[Mittwoch, 20. 6. 90]


Verotschka, ich habe es schon hundertmal probiert, ich erreiche Dich nicht! Wo steckst Du?

Wir müssen uns keine Vorwürfe machen.329 Nicht wegen Michaela. Ich hatte es schon immer geahnt, aber jetzt weiß ich es sicher. Die Sache mit Barrista war kein Zufall. Michaela hat es geplant, kaltblütig geplant.

Nein, ich bilde mir das nicht bloß ein. Es geht um die Fehlgeburt. Es war alles so unwirklich, in der Welt, aus der Welt. Ich hatte es nicht vergessen, natürlich nicht, aber darüber reden?

Heute war ich bei Michaela, ich mußte Barrista sprechen (seine dämliche Rolex-Idee erweist sich als Fluch!), ich dachte, er sei zu Hause. Michaela hörte die Klingel nicht. Ich klopfte gegen die Scheibe meines alten Zimmers. Das ist jetzt ihr» Studio«, ein» Sportstudio«!

Wie sie da vor mir stand, nur in Unterwäsche, völlig verschwitzt, und etwas von» zwei Kilo weniger «erzählte, von» zwei Kilo weniger in vier Tagen!«. Ich mußte mir anschauen, wie sie in roten Turnschuhen auf einem Förderband rannte, Hanteln in den Händen.»Noch fünfhundert Meter«, keuchte sie.

Ich wartete in der Küche. Wie schnell alles fremd wird! Unmengen an Zwieback, Knäckebrot und H-Milch. Die Kühltruhe bemerkte ich erst nicht. Neben ihrem strahlenden Weiß wirkte alles andere schäbig.

Michaela klatschte sich auf den Bauch und sagte, sie ziehe ihn nicht ein, der Speck sei weg, das müsse ich zugeben. Sie sprach von Willenskraft und wieviel man damit erreichen könne, allein mit täglichem Training. Sie redete immer wieder von ihrem Bauch, während sie halbnackt herumhantierte. Und da sagte ich:»Eigentlich traurig, daß dein Bauch so flach ist. «Verotschka, versteh mich nicht falsch, Du und ich, wir hätten ja das Kind nehmen können, ich hätte es gewollt. Zuerst dachte ich, Michaela kapiere die Anspielung nicht oder wolle mich nicht verstehen. Dann aber sah sie mich an und nannte mich einen Träumer und Egoisten und noch einiges mehr. Plötzlich sagte sie:»Du glaubst aber auch alles«— und erschrak über die eigenen Worte. Ich fragte, was sie damit meine. Sie schwieg. So schnell fiel selbst ihr keine Ausrede ein. DU GLAUBST ABER AUCH ALLES!

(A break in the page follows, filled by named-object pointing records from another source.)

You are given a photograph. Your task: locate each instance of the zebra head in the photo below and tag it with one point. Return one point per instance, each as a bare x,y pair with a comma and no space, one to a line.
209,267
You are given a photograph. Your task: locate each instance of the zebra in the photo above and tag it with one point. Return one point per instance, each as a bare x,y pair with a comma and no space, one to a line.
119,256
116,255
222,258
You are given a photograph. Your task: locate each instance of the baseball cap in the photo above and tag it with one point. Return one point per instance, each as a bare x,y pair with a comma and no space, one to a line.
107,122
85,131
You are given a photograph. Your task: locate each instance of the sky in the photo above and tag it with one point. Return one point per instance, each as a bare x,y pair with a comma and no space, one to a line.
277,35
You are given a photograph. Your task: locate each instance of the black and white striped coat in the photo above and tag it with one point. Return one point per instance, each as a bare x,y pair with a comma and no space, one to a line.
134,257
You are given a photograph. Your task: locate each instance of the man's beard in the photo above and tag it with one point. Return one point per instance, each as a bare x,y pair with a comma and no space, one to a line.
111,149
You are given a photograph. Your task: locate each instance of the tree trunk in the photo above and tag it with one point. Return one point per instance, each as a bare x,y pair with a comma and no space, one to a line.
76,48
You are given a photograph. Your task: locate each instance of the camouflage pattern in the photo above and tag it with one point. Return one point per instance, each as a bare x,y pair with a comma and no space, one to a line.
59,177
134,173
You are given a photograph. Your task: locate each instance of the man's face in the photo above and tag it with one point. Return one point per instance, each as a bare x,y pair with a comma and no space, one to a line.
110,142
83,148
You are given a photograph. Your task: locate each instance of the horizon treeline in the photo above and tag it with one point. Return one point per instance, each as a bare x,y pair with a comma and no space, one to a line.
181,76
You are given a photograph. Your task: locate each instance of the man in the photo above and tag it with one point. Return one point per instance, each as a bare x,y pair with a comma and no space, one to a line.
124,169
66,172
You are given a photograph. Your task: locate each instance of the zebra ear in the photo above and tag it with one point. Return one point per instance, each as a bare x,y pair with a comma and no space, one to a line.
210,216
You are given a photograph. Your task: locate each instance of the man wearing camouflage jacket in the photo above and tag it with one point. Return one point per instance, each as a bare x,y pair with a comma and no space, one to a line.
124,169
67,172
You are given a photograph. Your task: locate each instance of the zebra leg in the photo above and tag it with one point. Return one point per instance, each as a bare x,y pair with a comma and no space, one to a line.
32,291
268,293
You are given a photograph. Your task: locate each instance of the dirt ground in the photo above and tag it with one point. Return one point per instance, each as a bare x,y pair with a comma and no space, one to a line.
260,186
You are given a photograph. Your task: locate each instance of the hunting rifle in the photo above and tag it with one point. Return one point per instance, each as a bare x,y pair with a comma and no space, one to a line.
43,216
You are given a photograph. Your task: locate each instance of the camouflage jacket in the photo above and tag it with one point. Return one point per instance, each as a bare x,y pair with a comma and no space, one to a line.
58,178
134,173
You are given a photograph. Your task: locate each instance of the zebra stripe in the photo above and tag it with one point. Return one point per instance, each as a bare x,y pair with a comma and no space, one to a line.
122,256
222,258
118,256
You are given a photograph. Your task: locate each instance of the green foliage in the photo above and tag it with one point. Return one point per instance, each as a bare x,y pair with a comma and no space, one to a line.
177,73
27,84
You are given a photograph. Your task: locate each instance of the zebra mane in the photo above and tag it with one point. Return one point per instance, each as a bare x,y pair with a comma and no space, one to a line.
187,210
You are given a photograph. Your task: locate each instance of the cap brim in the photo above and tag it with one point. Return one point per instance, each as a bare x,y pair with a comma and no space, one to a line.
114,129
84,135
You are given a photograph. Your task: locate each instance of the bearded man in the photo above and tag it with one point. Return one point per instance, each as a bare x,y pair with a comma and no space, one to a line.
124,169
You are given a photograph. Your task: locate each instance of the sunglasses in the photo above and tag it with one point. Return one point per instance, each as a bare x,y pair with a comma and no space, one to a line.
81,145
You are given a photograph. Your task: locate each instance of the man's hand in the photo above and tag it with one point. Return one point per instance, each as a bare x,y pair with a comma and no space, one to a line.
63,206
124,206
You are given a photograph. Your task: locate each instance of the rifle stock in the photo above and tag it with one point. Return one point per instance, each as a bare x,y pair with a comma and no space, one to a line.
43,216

Damals, im Krankenhaus, hatte ich die Stationsschwester zur Rede gestellt, wie sie denn so etwas dulden könne, so eine Brutalität, eine» Fehlgeburt «zu den» Abbrüchen «zu legen … Lieber auf den Gang! habe ich gesagt, ja, lieber auf den Gang, das wäre menschlicher. Alle haben geschwiegen, auch die Schwester. DU GLAUBST ABER AUCH ALLES!

Ich habe Michaela schwören lassen, daß es wirklich eine Fehlgeburt gewesen ist, und sie hat es auch geschworen. Aber das war Lüge. Lüge und Meineid. Ich hielt es nicht mehr aus, ich bin weg, ohne Abschied.

Das ist alles, Verotschka. Wir hätten es doch genommen, nicht wahr?